Because NetworkManager advertises a single "interface" to resolvconf, it is not possible to implement conditional forwarding between two NetworkManager connections. See NetworkManager issue 153.

This can be partially mitigated if you set private_interfaces="*" in /etc/resolvconf.conf[6]. Any queries for domains that are not in search domain list will not get forwarded. They will be handled according to the local resolver's configuration, for example, forwarded to another DNS server or resolved recursively from the DNS root.

Custom DNS servers

Setting custom global DNS servers

To set DNS servers for all connections, specify them in NetworkManager.conf(5) using the syntax servers=serveripaddress1,serveripaddress2,serveripaddress3 in a section named [global-dns-domain-*]. For example:

/etc/NetworkManager/conf.d/dns-servers.conf
[global-dns-domain-*]
servers=::1,127.0.0.1
Note:
Setting custom DNS servers in a connection
Setting custom DNS servers in a connection (GUI)

Setup will depend on the type of front-end used; the process usually involves right-clicking on the applet, editing (or creating) a profile, and then choosing DHCP type as Automatic (specify addresses). The DNS addresses will need to be entered and are usually in this form: 127.0.0.1, DNS-server-one, ....

Setting custom DNS servers in a connection (nmcli / connection file)

To setup DNS Servers per connection, you can use the dns field (and the associated dns-search and dns-options) in the connection settings.

If method is set to auto (when you use DHCP), you need to set ignore-auto-dns to yes.

/etc/resolv.conf

NetworkManager's /etc/resolv.conf management mode is configured with the main.rc-manager setting. networkmanager sets it to symlink as opposed to the upstream default auto.
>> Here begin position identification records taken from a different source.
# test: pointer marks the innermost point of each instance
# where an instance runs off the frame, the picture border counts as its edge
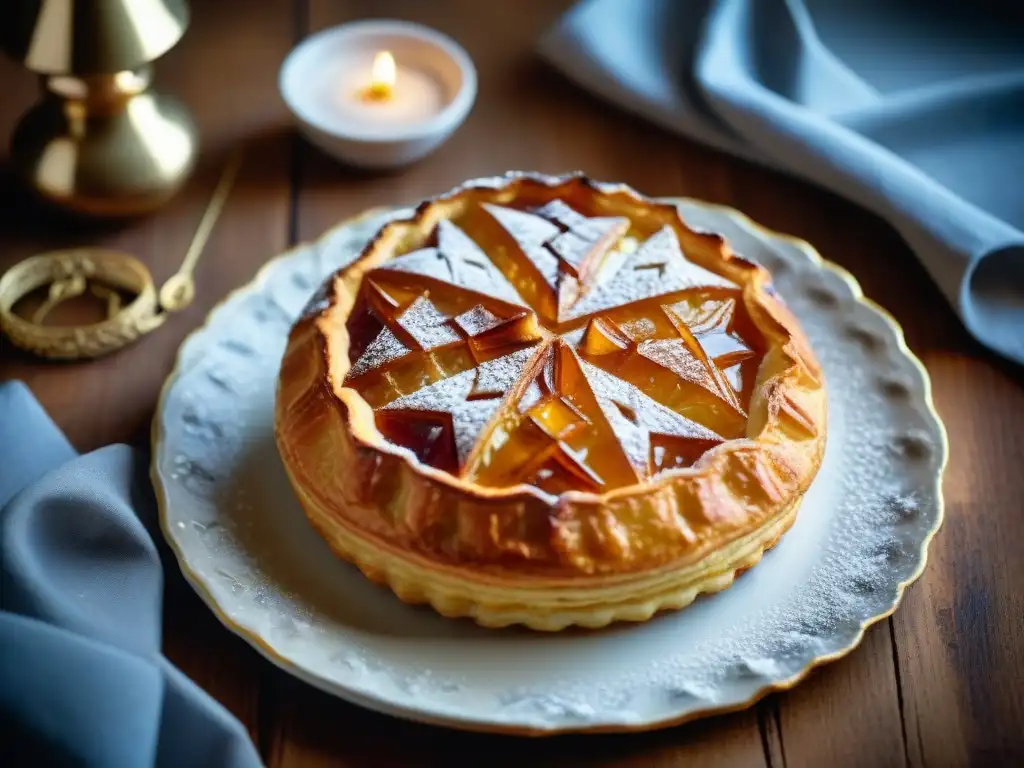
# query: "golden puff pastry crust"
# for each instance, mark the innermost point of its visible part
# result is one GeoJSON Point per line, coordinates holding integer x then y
{"type": "Point", "coordinates": [549, 401]}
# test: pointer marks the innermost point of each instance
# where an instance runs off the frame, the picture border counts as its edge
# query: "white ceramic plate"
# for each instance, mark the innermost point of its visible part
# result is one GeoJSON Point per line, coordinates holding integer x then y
{"type": "Point", "coordinates": [242, 540]}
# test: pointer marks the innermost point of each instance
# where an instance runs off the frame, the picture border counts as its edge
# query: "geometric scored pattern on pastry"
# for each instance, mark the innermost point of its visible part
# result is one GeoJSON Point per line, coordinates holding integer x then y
{"type": "Point", "coordinates": [538, 380]}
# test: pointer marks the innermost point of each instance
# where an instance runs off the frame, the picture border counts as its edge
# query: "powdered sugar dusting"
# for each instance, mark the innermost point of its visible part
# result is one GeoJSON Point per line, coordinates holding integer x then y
{"type": "Point", "coordinates": [501, 374]}
{"type": "Point", "coordinates": [458, 260]}
{"type": "Point", "coordinates": [384, 348]}
{"type": "Point", "coordinates": [858, 538]}
{"type": "Point", "coordinates": [657, 267]}
{"type": "Point", "coordinates": [426, 325]}
{"type": "Point", "coordinates": [634, 417]}
{"type": "Point", "coordinates": [476, 321]}
{"type": "Point", "coordinates": [531, 232]}
{"type": "Point", "coordinates": [452, 397]}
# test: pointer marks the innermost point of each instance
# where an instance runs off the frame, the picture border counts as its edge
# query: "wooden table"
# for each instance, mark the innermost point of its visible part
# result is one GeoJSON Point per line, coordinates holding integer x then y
{"type": "Point", "coordinates": [940, 683]}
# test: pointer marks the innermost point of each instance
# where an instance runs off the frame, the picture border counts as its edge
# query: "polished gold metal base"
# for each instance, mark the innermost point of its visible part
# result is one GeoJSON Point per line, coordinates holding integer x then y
{"type": "Point", "coordinates": [104, 145]}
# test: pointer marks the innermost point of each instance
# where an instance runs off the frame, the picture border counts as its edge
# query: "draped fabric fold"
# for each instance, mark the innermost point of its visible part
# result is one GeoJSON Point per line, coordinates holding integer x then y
{"type": "Point", "coordinates": [914, 111]}
{"type": "Point", "coordinates": [82, 679]}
The setting and its values are documented in the NetworkManager.conf(5) man page.

Tip: Using openresolv allows NetworkManager to coexist with other resolvconf supporting software or, for example, to run a local DNS caching and split-DNS resolver for which openresolv has a subscriber. Note that conditional forwarding is not yet fully supported when using NetworkManager with openresolv.

NetworkManager also offers hooks via so called dispatcher scripts that can be used to alter the /etc/resolv.conf after network changes. See #Network services with NetworkManager dispatcher and NetworkManager(8) for more information.

Note:
  • If NetworkManager is configured to use either dnsmasq or systemd-resolved, then the appropriate loopback addresses will be written to /etc/resolv.conf.
  • The resolv.conf file NetworkManager writes or would write to /etc/resolv.conf can be found at /run/NetworkManager/resolv.conf.
  • A resolv.conf file with the acquired name servers and search domains can be found at /run/NetworkManager/no-stub-resolv.conf.
Unmanaged /etc/resolv.conf

To stop NetworkManager from touching /etc/resolv.conf, set main.dns=none with a configuration file in /etc/NetworkManager/conf.d/:

/etc/NetworkManager/conf.d/dns.conf
[main]
dns=none
Tip: You might also want to set main.systemd-resolved=false, so that NetworkManager does not send the DNS configuration to systemd-resolved.
Note: See #DNS caching and conditional forwarding, to configure NetworkManager using other DNS backends like dnsmasq and systemd-resolved, instead of using main.dns=none.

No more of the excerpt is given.